2005-03-27 02:04:57

by Horst H. von Brand

[permalink] [raw]
Subject: Re: [PATCH] no need to check for NULL before calling kfree() -fs/ext2/

Marcin Dalecki <[email protected]> said:
> On 2005-03-27, at 00:21, linux-os wrote:
> > Always, always, a call will be more expensive than a branch
> > on condition.

Wrong.

> > It's impossible to be otherwise.

Many, many counterexamples say otherwise...

> > A call requires
> > that the return address be written to memory (the stack),

Not necesarily right now, it can be done at leisure later on while doing
other stuff.

> > using register indirection (the stack-pointer).

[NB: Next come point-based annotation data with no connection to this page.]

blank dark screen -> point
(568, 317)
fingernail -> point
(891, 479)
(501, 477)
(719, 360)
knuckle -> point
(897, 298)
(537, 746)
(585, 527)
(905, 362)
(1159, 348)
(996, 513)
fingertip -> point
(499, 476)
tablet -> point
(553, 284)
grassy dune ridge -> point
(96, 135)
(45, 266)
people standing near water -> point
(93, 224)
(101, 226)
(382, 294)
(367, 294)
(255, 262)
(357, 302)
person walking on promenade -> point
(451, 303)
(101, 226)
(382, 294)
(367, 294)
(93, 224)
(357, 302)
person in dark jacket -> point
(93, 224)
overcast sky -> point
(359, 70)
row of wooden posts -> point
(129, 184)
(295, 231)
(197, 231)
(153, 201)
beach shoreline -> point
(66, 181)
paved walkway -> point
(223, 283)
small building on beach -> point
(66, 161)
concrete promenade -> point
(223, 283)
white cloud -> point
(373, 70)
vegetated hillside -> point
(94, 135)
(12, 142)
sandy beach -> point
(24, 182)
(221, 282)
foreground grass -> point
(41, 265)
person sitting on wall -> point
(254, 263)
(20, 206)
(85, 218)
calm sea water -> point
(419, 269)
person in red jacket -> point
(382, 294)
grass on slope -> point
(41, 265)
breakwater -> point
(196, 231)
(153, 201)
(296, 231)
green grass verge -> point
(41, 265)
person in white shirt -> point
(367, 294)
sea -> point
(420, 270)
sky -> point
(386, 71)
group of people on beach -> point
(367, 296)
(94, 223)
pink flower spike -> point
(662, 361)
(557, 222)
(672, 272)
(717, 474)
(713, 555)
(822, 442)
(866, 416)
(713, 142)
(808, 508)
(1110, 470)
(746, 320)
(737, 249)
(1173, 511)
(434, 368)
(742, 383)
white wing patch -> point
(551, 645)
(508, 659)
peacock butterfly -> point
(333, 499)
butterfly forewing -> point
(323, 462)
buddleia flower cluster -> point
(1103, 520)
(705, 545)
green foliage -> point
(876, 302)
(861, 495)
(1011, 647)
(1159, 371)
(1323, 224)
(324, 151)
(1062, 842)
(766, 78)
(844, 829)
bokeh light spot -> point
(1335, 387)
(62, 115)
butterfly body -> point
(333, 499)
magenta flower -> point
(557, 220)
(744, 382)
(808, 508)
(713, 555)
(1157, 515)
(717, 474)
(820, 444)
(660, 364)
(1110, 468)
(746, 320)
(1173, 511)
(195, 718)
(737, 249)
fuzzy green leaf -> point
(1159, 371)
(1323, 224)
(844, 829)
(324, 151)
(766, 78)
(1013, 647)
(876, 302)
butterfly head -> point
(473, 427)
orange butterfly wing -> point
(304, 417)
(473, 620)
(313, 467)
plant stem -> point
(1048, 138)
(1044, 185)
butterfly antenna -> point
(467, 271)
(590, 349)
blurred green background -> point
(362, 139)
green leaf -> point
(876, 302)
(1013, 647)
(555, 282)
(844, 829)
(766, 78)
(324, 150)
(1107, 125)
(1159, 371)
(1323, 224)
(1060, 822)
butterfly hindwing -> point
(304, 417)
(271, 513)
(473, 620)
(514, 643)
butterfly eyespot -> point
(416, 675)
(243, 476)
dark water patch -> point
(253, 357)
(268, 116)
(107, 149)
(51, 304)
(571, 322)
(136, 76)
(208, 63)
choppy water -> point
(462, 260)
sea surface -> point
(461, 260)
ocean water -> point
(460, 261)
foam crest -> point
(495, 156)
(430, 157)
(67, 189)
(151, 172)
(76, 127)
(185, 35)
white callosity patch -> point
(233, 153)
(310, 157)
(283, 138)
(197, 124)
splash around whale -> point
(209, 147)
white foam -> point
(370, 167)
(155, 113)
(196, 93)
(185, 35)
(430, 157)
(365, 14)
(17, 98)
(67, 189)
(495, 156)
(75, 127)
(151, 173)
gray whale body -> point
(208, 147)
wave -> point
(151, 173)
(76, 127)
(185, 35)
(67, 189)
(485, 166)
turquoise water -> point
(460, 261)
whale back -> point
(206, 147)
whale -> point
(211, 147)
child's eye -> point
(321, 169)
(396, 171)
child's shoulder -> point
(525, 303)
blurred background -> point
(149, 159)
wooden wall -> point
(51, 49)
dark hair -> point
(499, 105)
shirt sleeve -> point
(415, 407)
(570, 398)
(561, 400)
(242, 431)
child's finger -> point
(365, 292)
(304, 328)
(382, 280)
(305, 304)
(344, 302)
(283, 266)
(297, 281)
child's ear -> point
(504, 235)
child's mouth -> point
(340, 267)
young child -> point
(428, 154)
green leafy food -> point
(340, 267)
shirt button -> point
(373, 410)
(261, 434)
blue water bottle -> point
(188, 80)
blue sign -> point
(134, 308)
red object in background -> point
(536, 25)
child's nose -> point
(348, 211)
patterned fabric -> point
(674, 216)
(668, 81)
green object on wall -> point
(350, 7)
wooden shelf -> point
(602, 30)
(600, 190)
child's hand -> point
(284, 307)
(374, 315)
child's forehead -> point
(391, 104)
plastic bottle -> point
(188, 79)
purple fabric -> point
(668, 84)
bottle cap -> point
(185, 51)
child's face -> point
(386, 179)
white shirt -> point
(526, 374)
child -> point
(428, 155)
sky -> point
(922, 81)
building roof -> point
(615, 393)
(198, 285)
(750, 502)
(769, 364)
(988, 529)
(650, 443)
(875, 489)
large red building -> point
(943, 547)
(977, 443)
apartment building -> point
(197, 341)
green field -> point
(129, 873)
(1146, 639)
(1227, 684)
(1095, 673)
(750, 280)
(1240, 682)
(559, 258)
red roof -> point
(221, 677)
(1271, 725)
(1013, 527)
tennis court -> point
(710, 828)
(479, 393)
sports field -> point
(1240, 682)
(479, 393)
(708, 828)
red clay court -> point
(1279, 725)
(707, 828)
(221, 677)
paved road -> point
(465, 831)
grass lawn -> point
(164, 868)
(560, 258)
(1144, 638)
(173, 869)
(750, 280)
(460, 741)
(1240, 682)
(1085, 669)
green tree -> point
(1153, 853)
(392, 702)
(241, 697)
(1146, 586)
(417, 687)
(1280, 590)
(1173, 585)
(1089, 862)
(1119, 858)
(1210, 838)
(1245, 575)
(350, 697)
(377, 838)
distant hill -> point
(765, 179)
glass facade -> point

So what? The stack pointer is surely special. Modern programming languages
(and programming styles) encourage many calls, so this is very heavily
optimized.

> Needless to say that there are enough architectures out there, which
> don't even have something like an explicit call as separate assembler
> instruction...

The mechanism exists somehow.
--
Dr. Horst H. von Brand User #22616 counter.li.org
Departamento de Informatica Fono: +56 32 654431
Universidad Tecnica Federico Santa Maria +56 32 654239
Casilla 110-V, Valparaiso, Chile Fax: +56 32 797513


2005-03-27 03:18:35

by Marcin Dalecki

[permalink] [raw]
Subject: Re: [PATCH] no need to check for NULL before calling kfree() -fs/ext2/


On 2005-03-27, at 04:00, Horst von Brand wrote:
>
>> Needless to say that there are enough architectures out there, which
>> don't even have something like an explicit call as separate assembler
>> instruction...
>
> The mechanism exists somehow.

Most RISC architectures are claiming a huge register set advantage over
IA32.
However in reality it's normal that:

1. Some of the register take roles as declared by the ABI. One is stack
one
is basis pointer and so no.
2. Only a subset of register is declared to be guaranteed to be
preserved by
system calls.

Thus the mechanisms are simple calling conventions.

Compilers can frequently see what a subroutine does and can flatten out
the cost
of function calls to something very much resembling just two jumps
instead of
a single jump around a condition.

On the other hand most modern IA32 implementation (since cyrix 486) are
very
efficient at mapping stack operations to a special cache between the
CPU and
L1 cache. I could even imagine them to be more efficient then plain
jumps, which
simply don't carry the same information for cache prefetch and branch
predition.